Conservative U.S. Senator Marsha Blackburn (R-TN), who is running for re-election in 2024, wrote yesterday on X: “The Biden administration is fining a Tennessee company $700,000 for ensuring its employees are eligible to work in the USA.” She added the claim, “This administration is more focused on protecting illegal immigrants than the American people.”
The Biden administration is fining a Tennessee company $700,000 for ensuring its employees are eligible to work in the USA.
— Sen. Marsha Blackburn (@MarshaBlackburn) December 2, 2023
This administration is more focused on protecting illegal immigrants than the American people.
Blackburn is referring to the recent settlement between the U.S. Department of Justice (DOJ) and the Tennessee trucking company Convenant Transport Inc. (and its subsidiary Transport Management Services LLC), which has agreed to pay $700,000 in civil penalties to the federal government.
According to the DOJ press release, the two transportation logistics and long-haul trucking companies headquartered in Chattanooga, Tennessee “violated the anti-discrimination provision of the Immigration and Nationality Act (INA) by routinely discriminating against non-U.S. citizen workers when checking their permission to work in the United States.”
The Immigration and Nationality Act (which was enacted in 1952) prohibits employers from mandating specific or unnecessary documentation based on an employee’s citizenship status, immigration status, or national origin (for example, a green card).

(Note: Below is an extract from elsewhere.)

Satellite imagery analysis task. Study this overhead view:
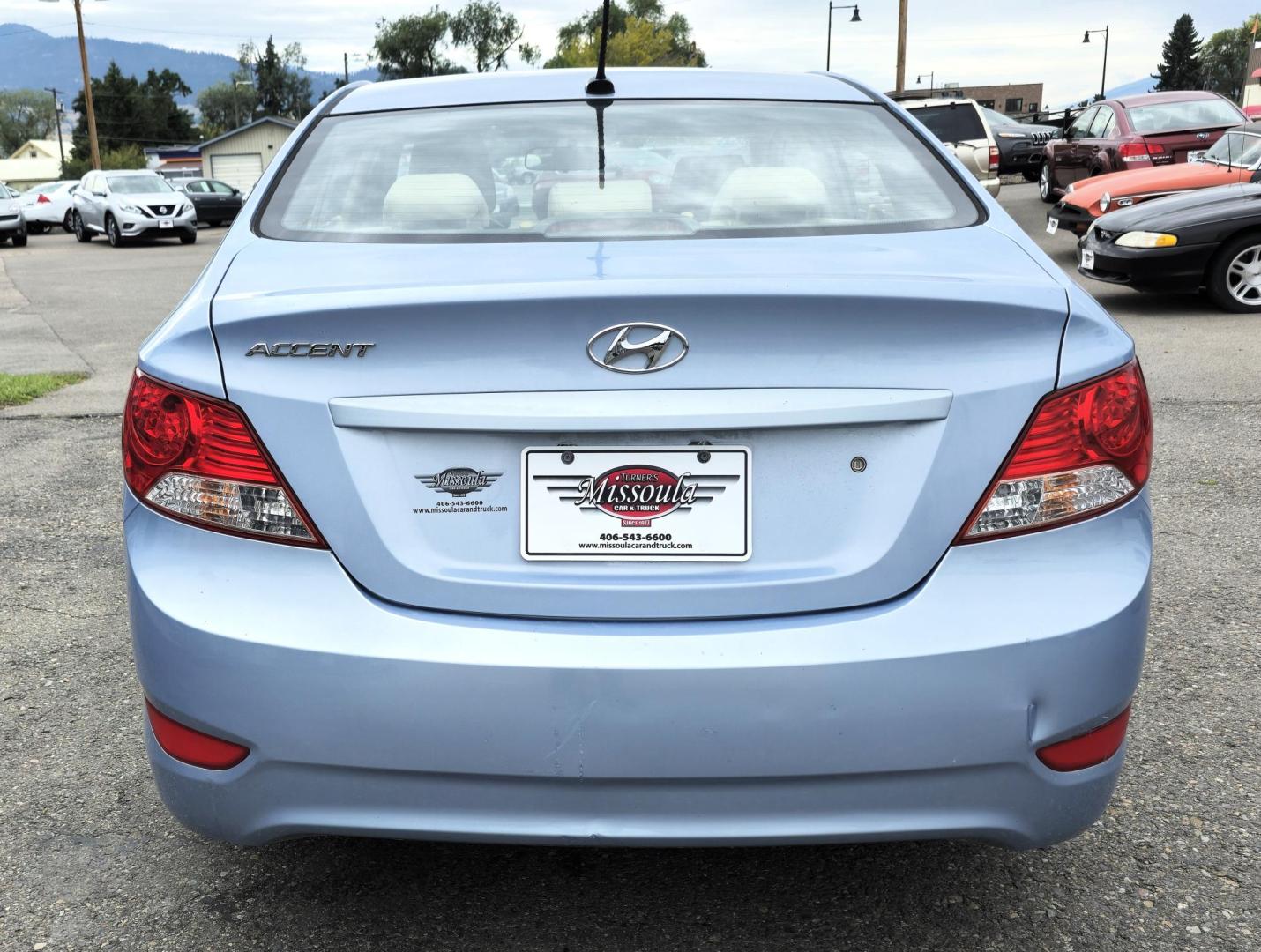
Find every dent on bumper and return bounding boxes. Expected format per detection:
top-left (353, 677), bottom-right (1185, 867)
top-left (126, 495), bottom-right (1150, 846)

Employers are obligated to accept any valid documentation chosen by the employees and cannot reject legitimate documentation that reasonably appears to be authentic and relevant to the employee’s work status.
A DOJ investigation found that Covenant and Transport from January 2020 through August 2022, “routinely discriminated against non-U.S. citizens by requiring lawful permanent residents to show their Permanent Resident Cards (known as green cards) and by requiring other non-U.S. citizens to show documents related to their immigration status.”

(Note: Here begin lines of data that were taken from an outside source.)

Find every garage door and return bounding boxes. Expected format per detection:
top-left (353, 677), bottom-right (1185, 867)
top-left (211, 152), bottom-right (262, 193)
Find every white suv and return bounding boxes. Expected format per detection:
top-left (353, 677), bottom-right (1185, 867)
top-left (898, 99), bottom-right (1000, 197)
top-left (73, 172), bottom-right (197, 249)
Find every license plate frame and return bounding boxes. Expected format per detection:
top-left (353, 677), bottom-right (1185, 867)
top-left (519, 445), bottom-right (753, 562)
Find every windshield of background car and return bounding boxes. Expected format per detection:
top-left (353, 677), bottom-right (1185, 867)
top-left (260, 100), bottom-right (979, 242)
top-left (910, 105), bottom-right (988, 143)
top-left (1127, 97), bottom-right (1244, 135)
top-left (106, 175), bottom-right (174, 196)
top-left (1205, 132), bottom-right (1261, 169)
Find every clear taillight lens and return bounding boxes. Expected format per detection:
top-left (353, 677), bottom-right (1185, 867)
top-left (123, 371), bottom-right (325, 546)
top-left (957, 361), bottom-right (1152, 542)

Tripp Grant, CFO of Covenant, said in a statement: “While we disagree with the DOJ’s assessment of the company’s practices, we reached this settlement to avoid costly and time-consuming litigation despite the DOJ not finding a single actual instance in which an employee was terminated or was refused employment related to our employment verification practices.”

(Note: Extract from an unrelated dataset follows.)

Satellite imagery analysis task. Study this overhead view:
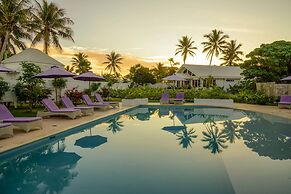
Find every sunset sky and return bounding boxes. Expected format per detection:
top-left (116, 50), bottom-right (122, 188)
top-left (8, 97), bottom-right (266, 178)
top-left (45, 0), bottom-right (291, 73)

Note: Convenant Transport was founded in 1986 by David Parker and his wife Jaqueline Parker who “made an agreement (a covenant) with God: they would run the business ‘the right way,’ if God would provide.”
According to the Convenant corporate website, the Parkers “built Covenant’s corporate culture around these three values: treat others as you want to be treated (empathy), put others before yourself (servanthood), and do business with integrity, honesty, and fairness in all situations (virtue).”
Convenant Transport, which has been rebranded as Convenant Logistics Group, Inc., is a publicly traded company on NASDAQ: CVLG.
In January 2023, David Parker announced that in 2022 the company “generated over $1.0 billion in freight revenue, the highest annual earnings per share in our history.”